October 1, 2017
In
Musings, Research
By
mlantin
The Basically Good Media Lab (BGML) has acquired a Hololens. This has been a long time coming, partially because I was waiting for the technology to come down in price. I have a loose rule that if I can’t buy at least two of something comfortably, I don’t think it’s social enough to have it. Being together in reality (*R?) is one of the tenets of the BGML.
I broke the rule because AR is seeping into the mainstream with ARKit and it seemed like experiencing what is currently the state of the art in AR would be a good thing. I want to have a feel for AR in the same way that I have a feel for VR.
Last weekend, I brought the Hololens home and spent some time with it, about an hour and a half. When I went back to my iPhone, it felt like ancient technology. More than ever I am convinced that AR is the future. Besides playing around with putting 3D models and animations in my kitchen (totally magical!), I experimented with the games that came pre-installed in the Hololens. There was a game that had silverfish-like robots coming out of the walls, which required artful dodging and shooting. I loved how much it induced movement and how I was not afraid to move since this was my own kitchen and I knew exactly where I was at any moment (unlike VR…where there’s always some mystery even with motion capture).
But then I tried a game called Fragments. When it starts, a man appears in my kitchen. This is not a man I would necessarily invite into my kitchen. I’m creeped out and take off the headset. A friend who is in the kitchen with me is curious about me being creeped out and puts the headset on. He continues the game. He then gets creeped out and takes it off. I get curious and put the headset back on. I turn and to my horror I see a young boy kneeling with a gun to his head. I immediately take the headset off. Now here’s the interesting thing. I now have a memory of this boy with a gun to his head in my kitchen. It’s a spatial memory and I can’t seem to shake it. There is something about an embedded virtual spatial narrative into my known physical space that caused a memory to be viscerally recorded in a way that a narrative on a 2D screen (or even VR) is not.

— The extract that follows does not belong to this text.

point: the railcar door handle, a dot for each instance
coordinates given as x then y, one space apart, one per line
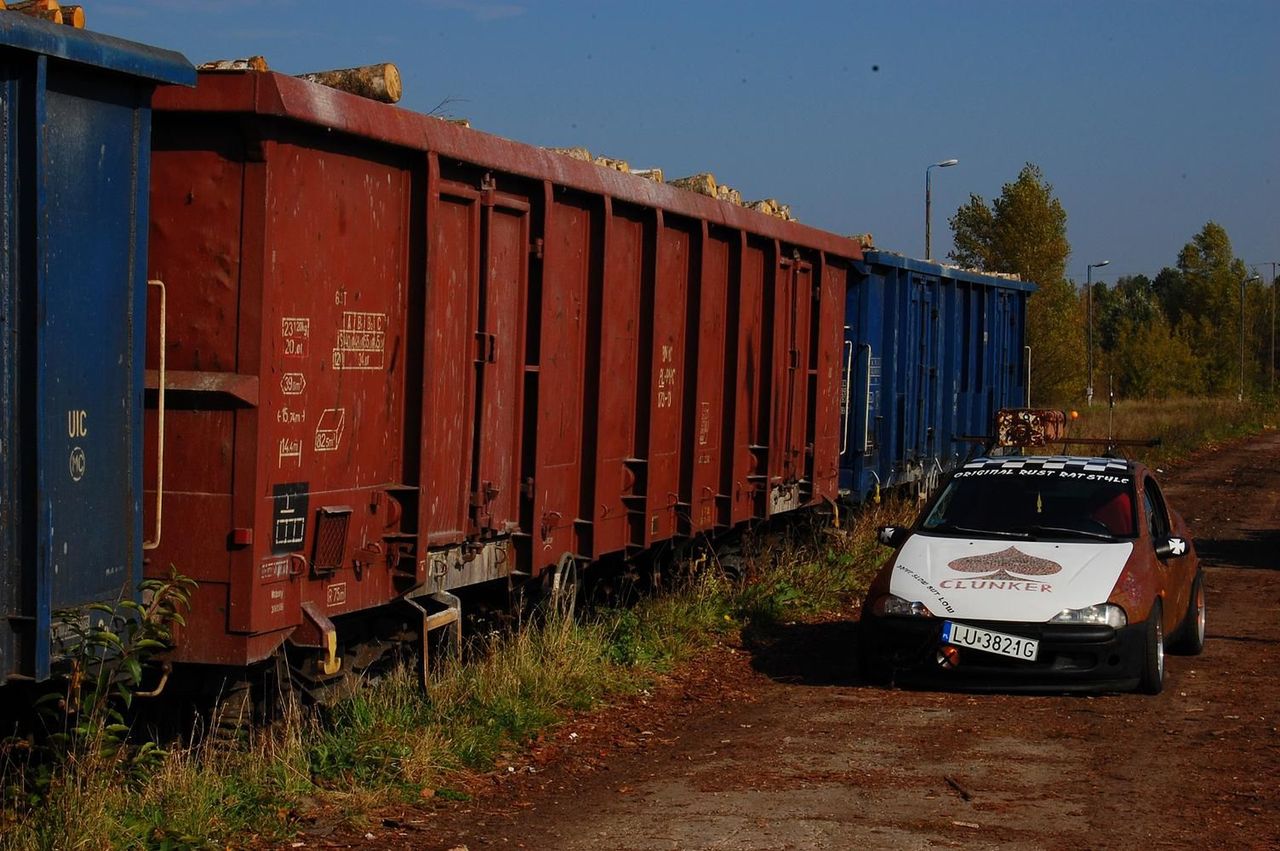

This brings up a lot of issues including ethics of representation in VR and AR, and informed consent in some cases. Jordon Wolfson’s “Real Violence” shocked me in a similar way at the Whitney Biennale. But even that piece didn’t stick in my memory in the same way. It may be that over time, I would become used to the idea of virtual characters and stories in my personal spaces and they would no longer impact me in that visceral way. But for now, I am pondering the role of spatial memory in emotional impact. I am used to being emotionally affected and sometimes shocked by screened movies but the memory of those narratives lives somewhere a lot more abstracted than this little boy with a gun to his head, in my kitchen.